Determing Solr heap requirments and analyzing memory usage

classic Classic list List threaded Threaded
6 messages Options
Reply | Threaded
Open this post in threaded view
|

Determing Solr heap requirments and analyzing memory usage

Brian Ecker
Hello,

We are currently running into a situation where Solr (version 7.4) in slowly using up all available memory allocated to the heap, and then eventually hitting an OutOfMemory error. We have tried increasing the heap size and also tuning the GC settings, but this does not seem to solve the issue. What we see is a slow increase in G1 Old Gen heap utilization until it eventually takes all of the heap space and causes instances to crash. Previously we tried running each instance with 10GB of heap space allocated. We then tried running with 20GB of heap space, and we ran into the same issue. I have attached a histogram of the heap captured from an instance using nearly all the available heap when allocated 10GB. What I’m trying to determine is (1) How much heap does this setup need before it stabilizes and stops crashing with OOM errors, (2) can this requirement somehow be reduced so that we can use less memory, and (3) from the heap histogram, what is actually using memory (lots of primitive type arrays and data structures, but what part of Solr is using those)?
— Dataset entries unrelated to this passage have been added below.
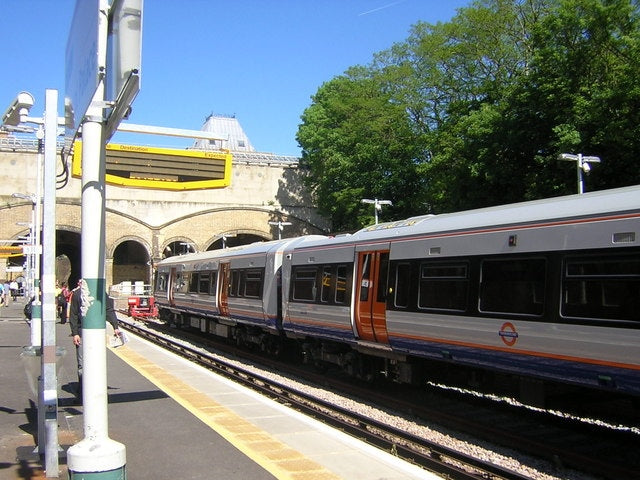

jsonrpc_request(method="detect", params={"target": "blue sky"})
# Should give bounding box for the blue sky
[2,0,469,156]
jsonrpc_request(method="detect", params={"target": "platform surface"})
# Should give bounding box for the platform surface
[0,297,440,479]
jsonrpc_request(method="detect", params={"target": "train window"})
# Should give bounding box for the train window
[562,254,640,321]
[321,266,333,303]
[198,272,211,294]
[479,258,546,316]
[243,269,263,298]
[394,262,411,308]
[229,270,240,297]
[377,252,390,303]
[360,254,371,302]
[292,267,318,302]
[335,265,348,304]
[418,262,468,311]
[188,273,199,293]
[175,273,188,293]
[209,272,218,295]
[156,273,167,292]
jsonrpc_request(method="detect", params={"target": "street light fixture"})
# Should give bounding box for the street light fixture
[1,91,35,127]
[558,153,601,194]
[361,198,392,225]
[268,221,292,240]
[11,192,36,203]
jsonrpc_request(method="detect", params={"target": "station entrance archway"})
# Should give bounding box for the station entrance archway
[112,240,151,286]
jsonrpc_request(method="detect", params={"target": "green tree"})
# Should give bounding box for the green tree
[297,70,424,232]
[518,0,640,195]
[297,0,640,225]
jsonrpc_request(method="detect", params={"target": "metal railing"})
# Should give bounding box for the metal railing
[0,135,65,152]
[110,281,153,298]
[1,134,300,166]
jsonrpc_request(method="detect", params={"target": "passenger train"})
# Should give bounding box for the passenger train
[154,185,640,398]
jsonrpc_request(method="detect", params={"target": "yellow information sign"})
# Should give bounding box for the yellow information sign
[0,246,24,259]
[72,141,232,190]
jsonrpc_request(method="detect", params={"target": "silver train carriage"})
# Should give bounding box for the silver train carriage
[282,185,640,394]
[154,185,639,396]
[154,236,325,350]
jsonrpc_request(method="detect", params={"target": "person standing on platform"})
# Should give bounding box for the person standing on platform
[57,282,69,324]
[2,281,9,306]
[68,279,121,399]
[10,280,18,301]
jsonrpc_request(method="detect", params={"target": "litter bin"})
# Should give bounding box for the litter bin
[20,346,67,398]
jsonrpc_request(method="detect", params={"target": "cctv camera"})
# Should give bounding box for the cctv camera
[2,92,35,127]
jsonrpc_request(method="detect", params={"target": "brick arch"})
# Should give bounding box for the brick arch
[56,228,82,286]
[205,229,270,250]
[203,228,270,247]
[161,236,199,258]
[110,238,153,287]
[108,235,152,258]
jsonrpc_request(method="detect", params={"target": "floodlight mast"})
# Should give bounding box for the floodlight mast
[361,198,392,225]
[559,153,601,194]
[268,221,292,240]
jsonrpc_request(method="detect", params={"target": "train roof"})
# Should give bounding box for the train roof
[300,184,640,249]
[156,235,326,266]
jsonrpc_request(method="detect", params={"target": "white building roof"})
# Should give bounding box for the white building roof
[193,114,255,152]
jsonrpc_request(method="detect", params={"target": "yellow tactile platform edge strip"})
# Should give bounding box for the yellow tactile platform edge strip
[111,345,342,480]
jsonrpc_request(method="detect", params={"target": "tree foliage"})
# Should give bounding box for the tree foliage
[297,0,640,230]
[297,70,425,231]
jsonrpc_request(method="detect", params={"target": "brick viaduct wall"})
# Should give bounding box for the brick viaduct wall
[0,147,329,287]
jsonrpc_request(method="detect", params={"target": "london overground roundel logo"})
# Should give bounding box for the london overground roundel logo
[498,322,518,346]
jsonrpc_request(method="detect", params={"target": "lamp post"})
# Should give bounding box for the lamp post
[268,221,292,240]
[361,198,392,225]
[559,153,601,194]
[4,90,61,476]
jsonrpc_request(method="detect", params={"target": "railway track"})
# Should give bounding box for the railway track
[118,316,639,480]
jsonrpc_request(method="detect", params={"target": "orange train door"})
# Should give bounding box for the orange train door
[218,263,230,316]
[354,250,390,344]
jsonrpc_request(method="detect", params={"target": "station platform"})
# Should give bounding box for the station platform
[0,297,440,479]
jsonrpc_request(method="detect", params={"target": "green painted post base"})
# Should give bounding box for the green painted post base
[67,437,126,480]
[68,465,126,480]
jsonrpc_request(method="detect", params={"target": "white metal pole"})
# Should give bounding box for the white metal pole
[577,153,584,194]
[374,199,379,225]
[28,206,35,300]
[41,88,60,476]
[67,2,126,476]
[34,121,45,459]
[31,136,43,347]
[66,106,127,480]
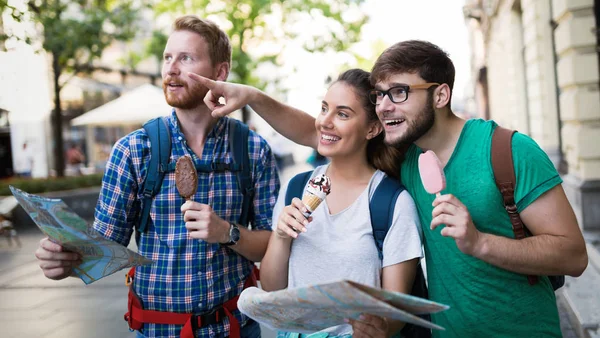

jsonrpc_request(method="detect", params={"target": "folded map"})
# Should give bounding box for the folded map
[10,186,154,284]
[238,280,449,334]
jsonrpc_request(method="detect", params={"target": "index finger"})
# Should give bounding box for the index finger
[291,197,309,214]
[188,72,215,88]
[432,193,461,207]
[181,201,210,213]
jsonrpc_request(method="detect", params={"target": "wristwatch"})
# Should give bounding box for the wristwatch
[223,222,240,246]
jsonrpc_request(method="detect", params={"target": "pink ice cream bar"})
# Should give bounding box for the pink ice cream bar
[418,150,446,196]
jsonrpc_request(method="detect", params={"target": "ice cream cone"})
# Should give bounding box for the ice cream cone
[299,173,331,218]
[302,192,324,213]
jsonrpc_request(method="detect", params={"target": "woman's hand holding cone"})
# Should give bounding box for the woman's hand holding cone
[275,198,313,239]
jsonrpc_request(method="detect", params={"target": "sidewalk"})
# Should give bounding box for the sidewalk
[0,228,133,338]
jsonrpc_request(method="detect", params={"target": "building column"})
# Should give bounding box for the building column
[553,0,600,231]
[486,0,530,133]
[521,0,562,166]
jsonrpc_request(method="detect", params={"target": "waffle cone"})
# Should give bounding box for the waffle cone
[302,193,324,212]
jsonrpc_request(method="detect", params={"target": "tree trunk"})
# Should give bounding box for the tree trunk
[52,51,65,177]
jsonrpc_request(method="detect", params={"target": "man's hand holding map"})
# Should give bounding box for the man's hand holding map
[10,186,153,284]
[238,280,449,333]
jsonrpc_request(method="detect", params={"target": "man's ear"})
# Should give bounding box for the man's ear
[367,121,383,140]
[434,83,451,109]
[215,62,229,81]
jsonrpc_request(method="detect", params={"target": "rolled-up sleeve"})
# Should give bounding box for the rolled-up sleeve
[93,136,140,246]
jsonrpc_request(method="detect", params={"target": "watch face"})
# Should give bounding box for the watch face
[230,224,240,243]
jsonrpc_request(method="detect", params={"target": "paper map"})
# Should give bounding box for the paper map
[238,280,449,334]
[10,186,154,284]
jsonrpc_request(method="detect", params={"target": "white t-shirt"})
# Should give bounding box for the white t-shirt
[272,164,423,336]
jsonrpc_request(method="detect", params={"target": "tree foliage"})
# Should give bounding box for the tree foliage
[0,0,146,176]
[153,0,368,90]
[144,29,168,74]
[151,0,367,122]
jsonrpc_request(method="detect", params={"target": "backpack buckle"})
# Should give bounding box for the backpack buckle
[504,203,518,214]
[142,186,154,198]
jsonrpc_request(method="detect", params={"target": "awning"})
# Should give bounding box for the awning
[71,84,172,126]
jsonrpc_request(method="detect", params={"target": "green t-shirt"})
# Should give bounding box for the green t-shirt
[401,119,563,337]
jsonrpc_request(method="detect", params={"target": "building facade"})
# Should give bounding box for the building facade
[464,1,600,335]
[464,0,600,234]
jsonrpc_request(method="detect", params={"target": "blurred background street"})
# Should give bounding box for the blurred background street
[1,0,600,337]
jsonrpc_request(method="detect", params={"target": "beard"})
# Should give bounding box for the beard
[387,92,435,149]
[163,78,208,110]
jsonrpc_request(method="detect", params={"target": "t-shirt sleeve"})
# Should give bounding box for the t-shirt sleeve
[382,190,424,268]
[511,132,563,212]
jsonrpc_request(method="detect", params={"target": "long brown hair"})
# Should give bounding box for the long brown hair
[334,69,404,179]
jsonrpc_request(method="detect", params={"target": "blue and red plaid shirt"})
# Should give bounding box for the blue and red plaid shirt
[93,110,280,337]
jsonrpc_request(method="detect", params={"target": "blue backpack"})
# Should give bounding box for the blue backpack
[136,116,254,233]
[285,170,431,338]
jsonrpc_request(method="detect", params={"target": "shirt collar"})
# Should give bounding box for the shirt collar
[167,108,228,142]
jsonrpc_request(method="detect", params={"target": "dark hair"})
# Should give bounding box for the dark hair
[371,40,455,105]
[173,15,231,68]
[334,69,402,179]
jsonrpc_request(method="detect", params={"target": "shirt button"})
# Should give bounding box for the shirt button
[178,136,183,141]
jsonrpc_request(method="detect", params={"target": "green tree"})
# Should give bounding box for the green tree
[0,0,146,176]
[154,0,368,122]
[145,29,168,74]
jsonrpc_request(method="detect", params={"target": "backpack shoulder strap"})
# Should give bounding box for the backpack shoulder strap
[138,116,171,234]
[369,175,405,260]
[491,126,522,237]
[285,170,313,206]
[228,118,253,227]
[368,175,432,338]
[491,125,538,285]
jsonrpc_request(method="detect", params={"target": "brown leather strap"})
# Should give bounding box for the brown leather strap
[491,126,538,285]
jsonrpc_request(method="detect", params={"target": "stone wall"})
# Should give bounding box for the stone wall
[553,0,600,230]
[522,0,562,165]
[465,0,600,231]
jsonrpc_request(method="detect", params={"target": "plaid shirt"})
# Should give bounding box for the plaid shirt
[93,110,280,337]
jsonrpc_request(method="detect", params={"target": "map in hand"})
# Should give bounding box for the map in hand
[239,280,449,334]
[10,186,154,284]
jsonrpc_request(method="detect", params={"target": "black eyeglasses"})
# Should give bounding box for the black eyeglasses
[368,83,440,105]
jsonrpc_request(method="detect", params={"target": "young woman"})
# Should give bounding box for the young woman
[257,69,423,338]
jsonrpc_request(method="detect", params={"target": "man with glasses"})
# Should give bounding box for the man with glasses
[189,40,587,338]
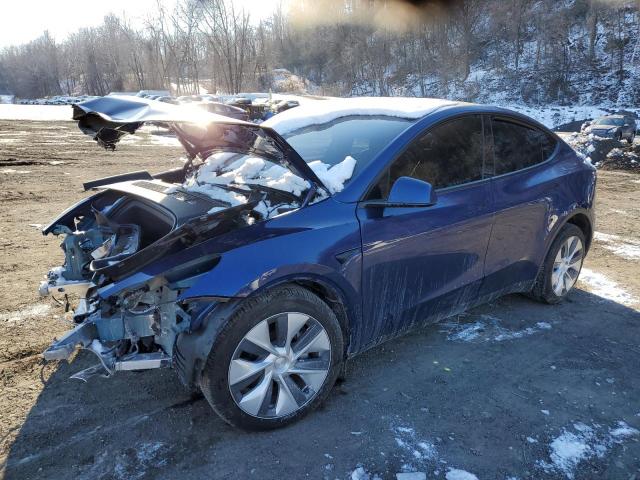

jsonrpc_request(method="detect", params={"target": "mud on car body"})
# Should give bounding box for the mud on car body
[39,96,596,429]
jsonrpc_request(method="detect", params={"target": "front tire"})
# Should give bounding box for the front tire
[627,133,635,144]
[199,285,344,430]
[530,224,586,304]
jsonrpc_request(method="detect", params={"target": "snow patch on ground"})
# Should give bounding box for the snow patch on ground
[1,169,32,174]
[442,315,552,343]
[396,473,427,480]
[109,442,168,480]
[606,146,640,167]
[0,304,51,323]
[504,104,610,129]
[119,129,182,147]
[538,421,639,479]
[609,421,640,439]
[593,231,640,260]
[0,104,72,121]
[445,469,479,480]
[392,425,438,463]
[578,267,637,305]
[350,465,381,480]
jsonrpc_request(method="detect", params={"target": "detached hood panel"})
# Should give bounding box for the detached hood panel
[72,96,326,191]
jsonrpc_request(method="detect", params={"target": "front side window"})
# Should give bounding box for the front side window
[491,118,557,175]
[369,115,485,199]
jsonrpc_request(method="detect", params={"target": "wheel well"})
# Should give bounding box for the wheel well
[566,213,592,251]
[289,280,350,357]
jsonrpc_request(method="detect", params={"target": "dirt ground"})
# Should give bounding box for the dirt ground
[0,121,639,480]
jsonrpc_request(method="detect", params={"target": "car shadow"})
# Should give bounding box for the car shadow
[2,289,639,480]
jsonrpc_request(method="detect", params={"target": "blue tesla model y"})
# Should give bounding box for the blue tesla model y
[38,96,596,429]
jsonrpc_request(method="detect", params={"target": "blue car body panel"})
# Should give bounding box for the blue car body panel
[480,142,596,299]
[172,199,363,347]
[355,180,493,352]
[97,104,595,358]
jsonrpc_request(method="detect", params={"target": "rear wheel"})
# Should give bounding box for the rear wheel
[199,285,343,430]
[530,224,586,304]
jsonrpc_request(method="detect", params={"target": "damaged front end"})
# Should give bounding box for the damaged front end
[38,95,327,381]
[40,185,258,381]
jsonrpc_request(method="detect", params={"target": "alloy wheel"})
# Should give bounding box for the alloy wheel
[551,235,584,297]
[228,312,331,418]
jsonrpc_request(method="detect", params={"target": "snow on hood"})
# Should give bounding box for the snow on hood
[263,96,459,135]
[179,151,357,218]
[186,151,356,196]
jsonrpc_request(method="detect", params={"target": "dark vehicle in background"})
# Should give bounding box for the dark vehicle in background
[228,97,252,108]
[585,115,636,143]
[274,99,300,114]
[157,96,179,105]
[196,101,249,121]
[201,94,221,102]
[38,96,595,430]
[226,96,263,120]
[177,95,203,103]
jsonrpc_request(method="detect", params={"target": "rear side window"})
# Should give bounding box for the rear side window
[369,115,484,199]
[491,119,557,175]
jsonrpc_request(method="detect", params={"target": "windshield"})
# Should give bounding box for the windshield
[594,117,624,126]
[185,115,414,199]
[283,115,414,185]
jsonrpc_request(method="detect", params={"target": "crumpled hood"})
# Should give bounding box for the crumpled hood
[72,95,327,192]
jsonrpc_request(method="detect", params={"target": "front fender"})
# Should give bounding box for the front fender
[178,241,362,319]
[180,198,362,303]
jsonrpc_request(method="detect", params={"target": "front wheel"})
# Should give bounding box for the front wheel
[627,133,635,144]
[530,224,586,304]
[199,285,344,430]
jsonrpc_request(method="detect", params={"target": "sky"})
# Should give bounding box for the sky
[0,0,284,48]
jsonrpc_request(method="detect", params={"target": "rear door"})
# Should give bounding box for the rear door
[480,115,559,298]
[356,115,494,349]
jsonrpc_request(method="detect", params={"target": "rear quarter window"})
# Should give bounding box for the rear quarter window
[491,118,557,175]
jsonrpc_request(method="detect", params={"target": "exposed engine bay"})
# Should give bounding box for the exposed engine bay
[39,175,283,380]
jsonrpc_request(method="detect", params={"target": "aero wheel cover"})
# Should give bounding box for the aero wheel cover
[551,235,584,297]
[228,312,331,419]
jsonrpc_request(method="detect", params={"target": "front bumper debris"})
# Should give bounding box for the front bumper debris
[43,315,171,380]
[43,321,98,361]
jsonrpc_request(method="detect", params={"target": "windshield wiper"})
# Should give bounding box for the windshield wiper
[228,182,301,204]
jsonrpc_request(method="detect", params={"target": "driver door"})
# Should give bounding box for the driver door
[355,115,494,350]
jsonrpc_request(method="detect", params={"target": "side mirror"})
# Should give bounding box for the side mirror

I am aware that distributing the index would reduce the requirements for each shard, but we’d like to avoid that for as long as possible due to operational difficulties associated. As far as I can tell, very few of the conditions listed under https://wiki.apache.org/solr/SolrPerformanceProblems#Java_Heap section actually apply to our instance. We don’t have a very large index, we never update in production (only query), the documents don’t seem very large (~4KB each), we don’t use faceting, caches are reasonably small (~3GB max), RAMBufferSizeMB is 100MB, we don’t use RAMDirectoryFactory (as far as I can tell), and we don’t use sort parameters. The solr instance is used for a full-text complete-as-you-type use case. The typical query looks something like the following (field names anonymized):

?q=(single_value_f1:"baril" OR multivalue_f1:"baril")^=1 (single_value_f2:(baril) OR multivalue_f2:(baril))^=0.5 &fl=score,myfield1,myfield2,myfield3:myfield3.ar&bf=product(def(myfield3.ar,0),1)&rows=200&df=dummy&spellcheck=on&spellcheck.dictionary=spellchecker.es&spellcheck.dictionary=spellchecker.und&spellcheck.q=baril&spellcheck.accuracy=0.5&spellcheck.count=1&fq=+myfield1:(100 OR 200 OR 500)&fl=score&fl=myfield1&fl=myfield2&fl=myfield3:myfield3.ar

I have attached in various screenshots details from top on a running Solr instance, GC logs, solr-config.xml, and also a heap histogram sampled with Java Mission Control. I also provide various additional details below related to how the instances are set up and details about their configuration.

Operational summary:
We run multiple Solr instances, each acting as a completely independent node. They are not a cluster and are not set up using Solr Cloud. Each replica contains the entire index. These replicas run in Kubernetes on GCP.

GC Settings:
-XX:+UnlockExperimentalVMOptions -Xlog:gc*,heap=info -XX:+ParallelRefProcEnabled -XX:MaxGCPauseMillis=50 -XX:InitiatingHeapOccupancyPercent=40 -XX:-G1UseAdaptiveIHOP

Index summary:
* ~2,100,000 documents
* Total size: 9.09 GB
* Average document size = 9.09 GB / 2,100,000 docs = 4.32 KB/doc
* 215 fields per document
    * 77 are stored.
    * 137 are multivalued
* Makes fields use of many spell checkers for different languages (see solr config.xml)
* Most fields include some sort of tokenization and analysis. Example config:

  <fieldType name=“myfield" class="solr.TextField" positionIncrementGap="100">
    <analyzer type="index">
      <tokenizer class="solr.KeywordTokenizerFactory"/>
      <filter class="solr.ASCIIFoldingFilterFactory"/>
      <filter class="solr.LowerCaseFilterFactory"/>
      <filter class="solr.PatternReplaceFilterFactory" pattern="([^a-z0-9])" replacement="" replace="all"/>
      <filter class="solr.RemoveDuplicatesTokenFilterFactory"/>
      <filter class="solr.EdgeNGramFilterFactory" minGramSize="1" maxGramSize="40"/>
    </analyzer>


    <analyzer type="query">
      <tokenizer class="solr.KeywordTokenizerFactory"/>
      <filter class="solr.ASCIIFoldingFilterFactory"/>
      <filter class="solr.LowerCaseFilterFactory"/>
      <filter class="solr.PatternReplaceFilterFactory" pattern="([^a-z0-9])" replacement="" replace="all"/>
    </analyzer>
  </fieldType>

Please let me know if there is any additional information required.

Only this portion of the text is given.